Supported bythe Project of National Natural Science Foundation of China, No. 81802365 and 81802385; the Special Project of Clinical Key Diseases Treatment Technology in Suzhou, No. LCZX2019003; the City-Level Scientific Research Projects in Jiangsu Province, No. SLT201907; Major Projects of Provincial Universities in Jiangsu Province, No. 19KJA170002; Soochow University Horizontal Research Project, No. H190168.
Conflict-of-interest statement: Authors certify that there is no conflict of interest related to the manuscript.
Data sharing statement: No additional data are available.
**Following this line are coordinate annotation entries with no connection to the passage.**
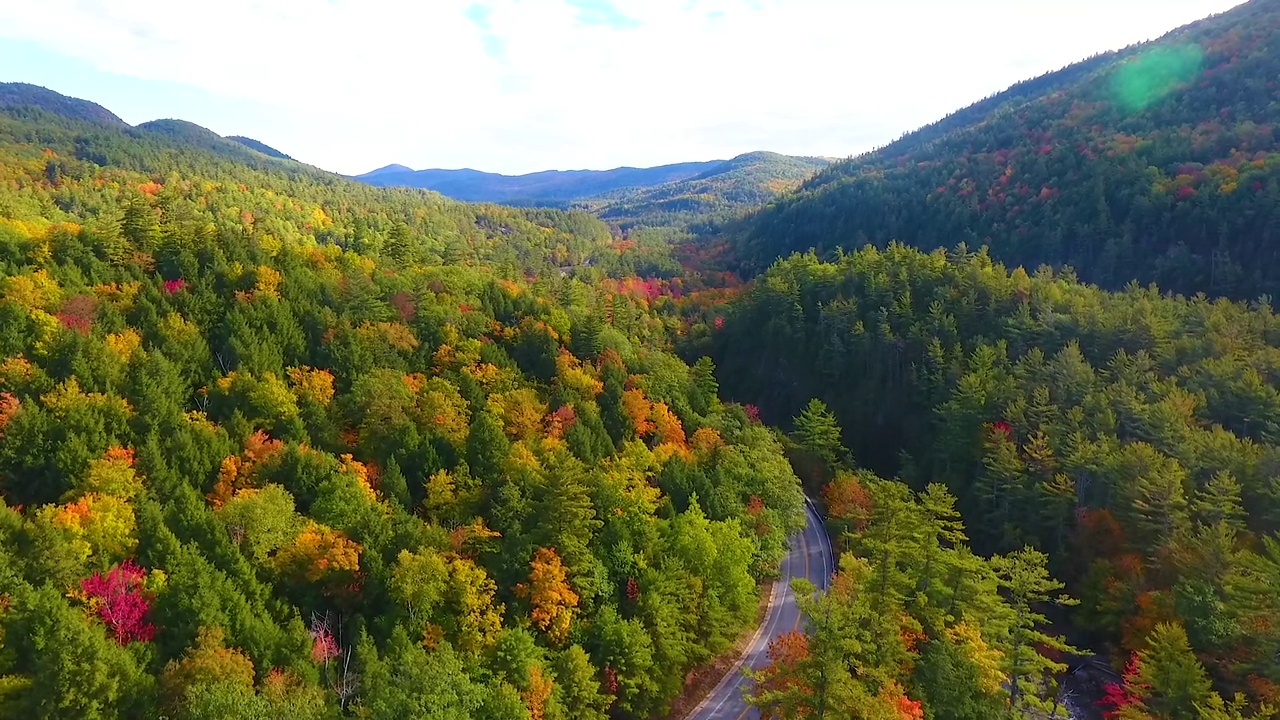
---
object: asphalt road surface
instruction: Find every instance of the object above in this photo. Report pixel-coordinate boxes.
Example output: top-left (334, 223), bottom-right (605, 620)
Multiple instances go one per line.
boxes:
top-left (686, 501), bottom-right (835, 720)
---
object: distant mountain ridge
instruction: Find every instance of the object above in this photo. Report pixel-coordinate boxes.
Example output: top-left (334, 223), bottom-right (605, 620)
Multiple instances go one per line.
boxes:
top-left (355, 151), bottom-right (832, 221)
top-left (730, 0), bottom-right (1280, 297)
top-left (355, 160), bottom-right (724, 204)
top-left (0, 82), bottom-right (129, 127)
top-left (0, 82), bottom-right (293, 160)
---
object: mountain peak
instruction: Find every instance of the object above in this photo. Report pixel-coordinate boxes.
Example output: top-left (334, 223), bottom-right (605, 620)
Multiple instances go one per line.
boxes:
top-left (0, 82), bottom-right (129, 128)
top-left (356, 163), bottom-right (415, 178)
top-left (227, 135), bottom-right (293, 160)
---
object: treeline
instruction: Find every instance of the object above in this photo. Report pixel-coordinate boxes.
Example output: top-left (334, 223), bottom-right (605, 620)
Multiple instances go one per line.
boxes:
top-left (698, 243), bottom-right (1280, 717)
top-left (0, 98), bottom-right (804, 720)
top-left (732, 0), bottom-right (1280, 299)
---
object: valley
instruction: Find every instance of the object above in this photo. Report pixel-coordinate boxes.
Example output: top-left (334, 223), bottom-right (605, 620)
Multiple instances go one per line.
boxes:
top-left (0, 0), bottom-right (1280, 720)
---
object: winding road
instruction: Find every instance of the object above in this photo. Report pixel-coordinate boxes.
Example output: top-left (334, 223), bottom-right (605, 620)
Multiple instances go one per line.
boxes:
top-left (686, 500), bottom-right (835, 720)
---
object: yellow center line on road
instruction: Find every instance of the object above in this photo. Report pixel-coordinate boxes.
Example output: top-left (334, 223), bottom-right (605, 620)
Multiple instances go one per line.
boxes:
top-left (791, 518), bottom-right (809, 630)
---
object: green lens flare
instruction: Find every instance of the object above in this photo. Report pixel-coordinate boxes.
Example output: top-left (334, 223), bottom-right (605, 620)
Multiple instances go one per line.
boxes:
top-left (1111, 44), bottom-right (1204, 113)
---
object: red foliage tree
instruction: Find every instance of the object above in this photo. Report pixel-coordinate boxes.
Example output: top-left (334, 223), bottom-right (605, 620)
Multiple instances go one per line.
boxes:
top-left (81, 560), bottom-right (156, 644)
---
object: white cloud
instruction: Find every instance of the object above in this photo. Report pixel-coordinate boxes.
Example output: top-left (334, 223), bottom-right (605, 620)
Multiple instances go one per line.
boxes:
top-left (0, 0), bottom-right (1238, 173)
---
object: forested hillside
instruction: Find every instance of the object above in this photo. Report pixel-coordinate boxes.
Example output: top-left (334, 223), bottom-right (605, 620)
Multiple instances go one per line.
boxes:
top-left (733, 0), bottom-right (1280, 299)
top-left (356, 160), bottom-right (722, 205)
top-left (573, 152), bottom-right (831, 232)
top-left (711, 243), bottom-right (1280, 720)
top-left (0, 87), bottom-right (819, 720)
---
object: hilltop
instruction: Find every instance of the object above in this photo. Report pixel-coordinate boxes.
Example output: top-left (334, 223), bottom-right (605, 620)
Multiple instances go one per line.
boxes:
top-left (356, 160), bottom-right (721, 205)
top-left (356, 152), bottom-right (829, 215)
top-left (732, 0), bottom-right (1280, 297)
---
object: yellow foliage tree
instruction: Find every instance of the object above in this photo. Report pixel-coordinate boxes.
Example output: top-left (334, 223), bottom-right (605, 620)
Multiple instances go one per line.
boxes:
top-left (516, 547), bottom-right (579, 643)
top-left (275, 521), bottom-right (361, 583)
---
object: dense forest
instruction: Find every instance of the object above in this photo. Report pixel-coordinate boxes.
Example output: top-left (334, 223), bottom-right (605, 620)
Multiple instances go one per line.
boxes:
top-left (0, 0), bottom-right (1280, 720)
top-left (730, 0), bottom-right (1280, 299)
top-left (0, 87), bottom-right (824, 719)
top-left (711, 243), bottom-right (1280, 719)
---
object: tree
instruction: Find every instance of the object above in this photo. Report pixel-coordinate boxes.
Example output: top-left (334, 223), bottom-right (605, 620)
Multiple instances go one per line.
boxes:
top-left (991, 547), bottom-right (1078, 710)
top-left (81, 560), bottom-right (156, 644)
top-left (553, 644), bottom-right (611, 720)
top-left (216, 483), bottom-right (302, 562)
top-left (467, 413), bottom-right (511, 483)
top-left (795, 397), bottom-right (847, 465)
top-left (517, 547), bottom-right (579, 643)
top-left (1125, 624), bottom-right (1213, 720)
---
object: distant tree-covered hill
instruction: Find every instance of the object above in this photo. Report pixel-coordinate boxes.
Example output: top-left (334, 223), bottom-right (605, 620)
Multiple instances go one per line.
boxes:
top-left (227, 135), bottom-right (293, 160)
top-left (575, 152), bottom-right (831, 228)
top-left (356, 152), bottom-right (828, 211)
top-left (0, 81), bottom-right (814, 720)
top-left (732, 0), bottom-right (1280, 297)
top-left (356, 160), bottom-right (721, 205)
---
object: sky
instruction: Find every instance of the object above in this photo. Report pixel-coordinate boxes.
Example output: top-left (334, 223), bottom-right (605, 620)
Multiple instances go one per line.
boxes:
top-left (0, 0), bottom-right (1239, 174)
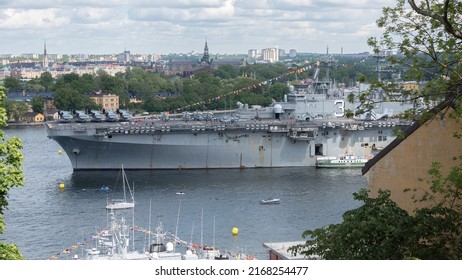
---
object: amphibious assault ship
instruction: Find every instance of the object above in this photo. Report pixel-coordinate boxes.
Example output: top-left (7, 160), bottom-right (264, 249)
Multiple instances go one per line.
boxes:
top-left (46, 58), bottom-right (413, 170)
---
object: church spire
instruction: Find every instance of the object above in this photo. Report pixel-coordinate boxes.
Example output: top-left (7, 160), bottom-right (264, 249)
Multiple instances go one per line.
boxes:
top-left (43, 40), bottom-right (48, 67)
top-left (201, 39), bottom-right (211, 64)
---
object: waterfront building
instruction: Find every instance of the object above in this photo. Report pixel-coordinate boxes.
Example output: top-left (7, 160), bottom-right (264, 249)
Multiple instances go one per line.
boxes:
top-left (261, 47), bottom-right (279, 62)
top-left (362, 103), bottom-right (462, 213)
top-left (90, 93), bottom-right (119, 111)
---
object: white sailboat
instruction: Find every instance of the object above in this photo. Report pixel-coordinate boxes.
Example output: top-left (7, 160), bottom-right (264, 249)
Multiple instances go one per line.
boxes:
top-left (106, 165), bottom-right (135, 210)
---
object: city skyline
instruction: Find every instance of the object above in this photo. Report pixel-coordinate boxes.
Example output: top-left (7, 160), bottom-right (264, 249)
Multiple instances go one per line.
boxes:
top-left (0, 0), bottom-right (395, 54)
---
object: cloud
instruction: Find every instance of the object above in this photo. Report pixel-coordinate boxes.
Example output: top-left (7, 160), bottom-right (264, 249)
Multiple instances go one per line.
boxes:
top-left (0, 0), bottom-right (394, 53)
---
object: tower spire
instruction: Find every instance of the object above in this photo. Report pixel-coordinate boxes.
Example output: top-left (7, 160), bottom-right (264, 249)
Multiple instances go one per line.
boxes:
top-left (201, 37), bottom-right (210, 64)
top-left (43, 40), bottom-right (48, 67)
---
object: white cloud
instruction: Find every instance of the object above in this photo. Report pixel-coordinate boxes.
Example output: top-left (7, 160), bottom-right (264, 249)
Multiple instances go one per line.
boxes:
top-left (0, 0), bottom-right (395, 53)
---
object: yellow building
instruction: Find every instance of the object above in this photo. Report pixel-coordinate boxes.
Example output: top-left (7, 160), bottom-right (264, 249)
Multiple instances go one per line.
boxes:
top-left (21, 112), bottom-right (45, 123)
top-left (362, 101), bottom-right (462, 213)
top-left (401, 82), bottom-right (420, 91)
top-left (91, 93), bottom-right (119, 111)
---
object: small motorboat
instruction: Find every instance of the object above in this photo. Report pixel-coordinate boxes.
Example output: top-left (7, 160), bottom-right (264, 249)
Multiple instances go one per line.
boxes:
top-left (260, 198), bottom-right (281, 204)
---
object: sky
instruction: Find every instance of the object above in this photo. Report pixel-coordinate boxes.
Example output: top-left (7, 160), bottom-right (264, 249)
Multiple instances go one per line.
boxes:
top-left (0, 0), bottom-right (395, 54)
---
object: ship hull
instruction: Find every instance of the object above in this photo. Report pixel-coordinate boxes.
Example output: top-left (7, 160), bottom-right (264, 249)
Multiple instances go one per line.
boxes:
top-left (47, 120), bottom-right (402, 170)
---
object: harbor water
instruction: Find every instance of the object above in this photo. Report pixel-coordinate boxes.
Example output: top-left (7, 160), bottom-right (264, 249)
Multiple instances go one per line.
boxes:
top-left (0, 127), bottom-right (367, 260)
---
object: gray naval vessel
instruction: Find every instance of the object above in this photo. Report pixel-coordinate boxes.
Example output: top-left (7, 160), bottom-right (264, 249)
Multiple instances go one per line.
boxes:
top-left (46, 61), bottom-right (413, 171)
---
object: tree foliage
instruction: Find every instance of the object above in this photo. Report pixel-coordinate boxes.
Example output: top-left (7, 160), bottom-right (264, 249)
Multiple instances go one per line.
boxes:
top-left (290, 162), bottom-right (462, 260)
top-left (0, 85), bottom-right (24, 259)
top-left (368, 0), bottom-right (462, 115)
top-left (290, 0), bottom-right (462, 259)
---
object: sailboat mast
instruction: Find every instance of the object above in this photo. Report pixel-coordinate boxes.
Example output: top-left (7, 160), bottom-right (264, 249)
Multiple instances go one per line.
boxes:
top-left (173, 199), bottom-right (181, 253)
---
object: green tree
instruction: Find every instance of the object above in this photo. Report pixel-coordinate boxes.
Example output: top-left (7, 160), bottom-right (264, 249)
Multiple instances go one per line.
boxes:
top-left (290, 157), bottom-right (462, 260)
top-left (31, 96), bottom-right (45, 114)
top-left (361, 0), bottom-right (462, 116)
top-left (5, 100), bottom-right (29, 121)
top-left (0, 85), bottom-right (24, 260)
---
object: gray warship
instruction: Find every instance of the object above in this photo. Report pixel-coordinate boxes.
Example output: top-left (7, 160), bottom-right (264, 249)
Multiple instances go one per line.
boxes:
top-left (46, 58), bottom-right (414, 171)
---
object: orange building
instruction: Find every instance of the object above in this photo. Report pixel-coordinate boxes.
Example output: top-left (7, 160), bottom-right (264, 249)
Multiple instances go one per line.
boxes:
top-left (362, 100), bottom-right (462, 213)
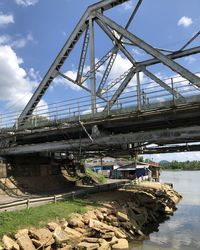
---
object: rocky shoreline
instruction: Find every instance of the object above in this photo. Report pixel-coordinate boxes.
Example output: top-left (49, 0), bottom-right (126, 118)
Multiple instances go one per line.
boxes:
top-left (2, 182), bottom-right (181, 250)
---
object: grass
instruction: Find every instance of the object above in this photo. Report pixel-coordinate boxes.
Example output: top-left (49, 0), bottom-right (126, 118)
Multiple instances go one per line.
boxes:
top-left (0, 200), bottom-right (95, 238)
top-left (86, 168), bottom-right (107, 184)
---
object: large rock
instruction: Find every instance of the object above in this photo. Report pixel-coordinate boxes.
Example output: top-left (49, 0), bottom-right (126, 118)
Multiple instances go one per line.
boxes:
top-left (15, 229), bottom-right (28, 240)
top-left (77, 242), bottom-right (99, 250)
top-left (94, 209), bottom-right (104, 221)
top-left (112, 239), bottom-right (129, 250)
top-left (53, 227), bottom-right (69, 243)
top-left (115, 228), bottom-right (126, 239)
top-left (65, 227), bottom-right (83, 246)
top-left (29, 228), bottom-right (55, 248)
top-left (98, 239), bottom-right (110, 250)
top-left (117, 212), bottom-right (129, 222)
top-left (89, 219), bottom-right (115, 233)
top-left (83, 210), bottom-right (97, 224)
top-left (47, 222), bottom-right (60, 232)
top-left (68, 214), bottom-right (85, 228)
top-left (2, 235), bottom-right (19, 250)
top-left (17, 235), bottom-right (36, 250)
top-left (59, 245), bottom-right (72, 250)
Open-Access: This article is an open-access article that was selected by an in-house editor and fully peer-reviewed by external reviewers. It is distributed in accordance with the Creative Commons Attribution NonCommercial (CC BY-NC 4.0) license, which permits others to distribute, remix, adapt, build upon this work non-commercially, and license their derivative works on different terms, provided the original work is properly cited and the use is non-commercial. See: https://creativecommons.org/Licenses/by-nc/4.0/
Corresponding author: Lei Qin, MD, Doctor, Professor, Department of General Surgery, The First Affiliated Hospital of Soochow University, No. 899 Pinghai Road, Suzhou 215006, Jiangsu Province, China. qinleihbps@163.com
Received: September 13, 2021 Peer-review started: September 13, 2021 First decision: January 23, 2022 Revised: February 2, 2022 Accepted: April 2, 2022 Article in press: April 2, 2022 Published online: May 26, 2022 Processing time: 253 Days and 0.9 Hours
ARTICLE HIGHLIGHTS
Research background
Metabolic reprogramming is a feature of tumour cells and is essential to support their rapid proliferation. Lipid metabolism reprogramming enables tumour cells to meet their needs for highly proliferative growth and is an important driving force for the development of hepatocellular carcinoma (HCC).
Research motivation
We explored the influence of different metabolic subtypes of HCC and analysed their significance in guiding prognosis and treatment based on the molecular mechanism of glycolysis and fatty acid oxidation (FAO).
Research objectives
To explore the influence of different metabolic subtypes of HCC and analyse their significance in guiding prognosis and treatment.
Research methods
We utilised unsupervised consensus clustering to divide the Cancer Genome Atlas-liver hepatocellular carcinoma samples into four metabolic subgroups and compared single nucleotide polymorphism, copy number variation, tumour microenvironment, and Genomics of Drug Sensitivity in Cancer and Tumour Immune Dysfunction and Exclusion between different metabolites. In addition, we established a prognostic model based on glycolysis and FAO genes.
Research results
We established a prognostic model and found that the fatty acid oxidation group and the low-risk group had better efficacy and response to immune checkpoint blockade treatment and anti-tumour drugs.
Research conclusions
There are obvious differences in genes, chromosomes, and clinical characteristics between metabolic subgroups.
Research perspectives
The establishment of a prognostic model could predict patient prognosis and guide clinical treatment.